Wait, that was a puzzle? I thought he just snuck that movie clip in there as an easter egg because he's a faggot.

Because some puzzles are straight up bullshit. Pic related. You had to make a sentence but it uses words that haven't been used in the English language since the 18th century. I was actually really suprised I had most of the words figured out, because there was like 3 combos minus the missing words I had.

A better question than that, what about using guides for collectibles?

It seems like that's what everyone does nowadays.

My nigger. I really liked both games. I just wished they didn't rely on the supernatural element for some of the puzzles so heavily. I really liked the concept of just strange mechanical puzzle boxes.

Is there a vr version of this game out?

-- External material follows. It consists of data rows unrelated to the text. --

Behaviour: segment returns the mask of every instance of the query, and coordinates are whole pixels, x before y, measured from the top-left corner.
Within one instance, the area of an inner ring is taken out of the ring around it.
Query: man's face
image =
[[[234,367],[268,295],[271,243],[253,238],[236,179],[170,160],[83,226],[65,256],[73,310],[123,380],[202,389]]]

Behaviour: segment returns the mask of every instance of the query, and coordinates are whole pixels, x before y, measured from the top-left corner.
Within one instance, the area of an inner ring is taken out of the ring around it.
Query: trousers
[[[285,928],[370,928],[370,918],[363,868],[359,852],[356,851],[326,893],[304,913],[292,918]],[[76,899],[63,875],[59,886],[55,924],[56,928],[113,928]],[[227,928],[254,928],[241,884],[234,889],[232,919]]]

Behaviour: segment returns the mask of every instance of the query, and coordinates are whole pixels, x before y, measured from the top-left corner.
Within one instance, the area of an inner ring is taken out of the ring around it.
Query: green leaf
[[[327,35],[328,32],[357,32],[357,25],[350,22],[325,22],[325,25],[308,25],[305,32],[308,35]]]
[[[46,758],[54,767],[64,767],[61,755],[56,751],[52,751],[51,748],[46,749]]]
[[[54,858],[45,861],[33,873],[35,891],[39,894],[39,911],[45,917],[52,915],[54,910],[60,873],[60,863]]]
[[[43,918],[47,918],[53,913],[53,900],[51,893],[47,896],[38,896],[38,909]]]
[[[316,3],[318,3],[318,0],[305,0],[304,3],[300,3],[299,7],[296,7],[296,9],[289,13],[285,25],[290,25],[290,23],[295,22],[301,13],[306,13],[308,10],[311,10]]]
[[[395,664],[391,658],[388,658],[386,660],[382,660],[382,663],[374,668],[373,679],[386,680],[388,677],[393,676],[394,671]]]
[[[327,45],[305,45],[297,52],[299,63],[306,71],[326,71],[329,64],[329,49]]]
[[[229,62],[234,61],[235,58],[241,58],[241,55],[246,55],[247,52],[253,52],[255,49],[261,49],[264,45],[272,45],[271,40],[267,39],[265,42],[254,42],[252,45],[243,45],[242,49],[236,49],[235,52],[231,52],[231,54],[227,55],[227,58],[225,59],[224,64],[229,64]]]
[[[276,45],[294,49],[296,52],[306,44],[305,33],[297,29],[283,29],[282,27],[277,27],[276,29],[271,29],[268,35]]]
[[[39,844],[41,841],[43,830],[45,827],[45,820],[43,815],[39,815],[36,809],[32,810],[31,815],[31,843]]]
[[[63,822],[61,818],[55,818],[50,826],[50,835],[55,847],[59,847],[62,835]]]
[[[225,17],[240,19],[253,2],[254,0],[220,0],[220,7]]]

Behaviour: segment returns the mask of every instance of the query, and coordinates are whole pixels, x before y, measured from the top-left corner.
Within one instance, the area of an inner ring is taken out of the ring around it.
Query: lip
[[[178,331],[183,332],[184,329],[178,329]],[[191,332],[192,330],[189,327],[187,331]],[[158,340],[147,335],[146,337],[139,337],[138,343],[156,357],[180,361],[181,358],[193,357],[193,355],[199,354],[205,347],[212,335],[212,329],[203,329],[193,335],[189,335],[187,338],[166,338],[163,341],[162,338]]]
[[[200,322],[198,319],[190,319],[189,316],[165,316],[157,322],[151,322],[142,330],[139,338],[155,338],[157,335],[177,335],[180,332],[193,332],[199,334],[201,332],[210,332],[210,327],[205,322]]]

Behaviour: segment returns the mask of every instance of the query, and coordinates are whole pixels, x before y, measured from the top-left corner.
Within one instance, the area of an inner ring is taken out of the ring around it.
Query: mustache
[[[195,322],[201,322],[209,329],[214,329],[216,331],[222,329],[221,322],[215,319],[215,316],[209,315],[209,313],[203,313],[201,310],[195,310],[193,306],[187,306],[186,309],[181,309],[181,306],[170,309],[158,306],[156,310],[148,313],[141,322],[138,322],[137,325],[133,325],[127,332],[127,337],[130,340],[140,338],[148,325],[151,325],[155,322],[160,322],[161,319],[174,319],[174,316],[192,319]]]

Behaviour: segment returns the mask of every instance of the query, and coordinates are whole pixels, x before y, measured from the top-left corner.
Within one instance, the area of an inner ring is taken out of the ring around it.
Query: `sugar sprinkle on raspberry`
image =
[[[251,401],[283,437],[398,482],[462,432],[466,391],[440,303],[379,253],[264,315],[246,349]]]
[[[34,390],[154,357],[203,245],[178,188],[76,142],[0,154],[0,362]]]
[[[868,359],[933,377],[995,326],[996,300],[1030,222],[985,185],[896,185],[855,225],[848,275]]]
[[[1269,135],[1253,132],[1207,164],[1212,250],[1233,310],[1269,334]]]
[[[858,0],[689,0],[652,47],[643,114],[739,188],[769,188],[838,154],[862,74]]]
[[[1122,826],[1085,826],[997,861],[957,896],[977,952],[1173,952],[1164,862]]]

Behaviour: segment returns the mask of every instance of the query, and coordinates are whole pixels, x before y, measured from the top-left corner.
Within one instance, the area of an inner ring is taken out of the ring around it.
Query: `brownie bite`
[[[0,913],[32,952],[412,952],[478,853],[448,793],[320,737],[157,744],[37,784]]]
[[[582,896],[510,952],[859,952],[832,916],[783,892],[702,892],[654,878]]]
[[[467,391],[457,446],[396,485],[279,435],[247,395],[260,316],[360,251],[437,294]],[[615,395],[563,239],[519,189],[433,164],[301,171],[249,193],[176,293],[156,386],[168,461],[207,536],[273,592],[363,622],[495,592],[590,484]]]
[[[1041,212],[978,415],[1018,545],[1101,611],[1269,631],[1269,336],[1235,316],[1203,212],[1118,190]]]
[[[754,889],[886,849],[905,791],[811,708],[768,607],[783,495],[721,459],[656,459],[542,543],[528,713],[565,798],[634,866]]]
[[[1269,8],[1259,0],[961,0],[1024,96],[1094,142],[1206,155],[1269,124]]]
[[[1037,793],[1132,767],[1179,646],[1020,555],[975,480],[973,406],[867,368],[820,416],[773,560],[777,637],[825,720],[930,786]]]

Seems like it would be very good.

That's like playing a single-player shooter with aimbot. Unless the "story" is better than the actual game (at which point the developer should have just written a book instead) there is no reason to consult a guide over puzzle games.

Ecgwyn, mother of King Aethelstan?

git gud

I'm just gonna say that the Thysis hub in Hexen II is some messy stuff. In particular, that 3x3 tile puzzle that has random solutions and teleports you away every time you mess it up.


The 7th Guest does this with the book in the library. First time is hint, second is another, third solves it for you. I used that for the cans puzzle as a dumbass kiddo. There's also a part in Ultra Despair Girls where you have to figure out a password based on a bunch of random-ass clues related to birthsigns. The dude in the room does the same thing.

Alright, I'm stumped. Saved it nonetheless, because I like self-torture that way.

There's this one level with the boat (not the ship) where you only need to click just one thing and you're done. I still feel like there was more to it.

It's a Layton puzzle. Layton puzzles suck ass.

It's not that hard, it explicitly tells you she's a technophile. Hints:
It's got something to do with computers and letters.
And directions, the chunks are missing a bit in various directions.

Answer:
Text me. You look at the keyboard key in the direction of the missing bite.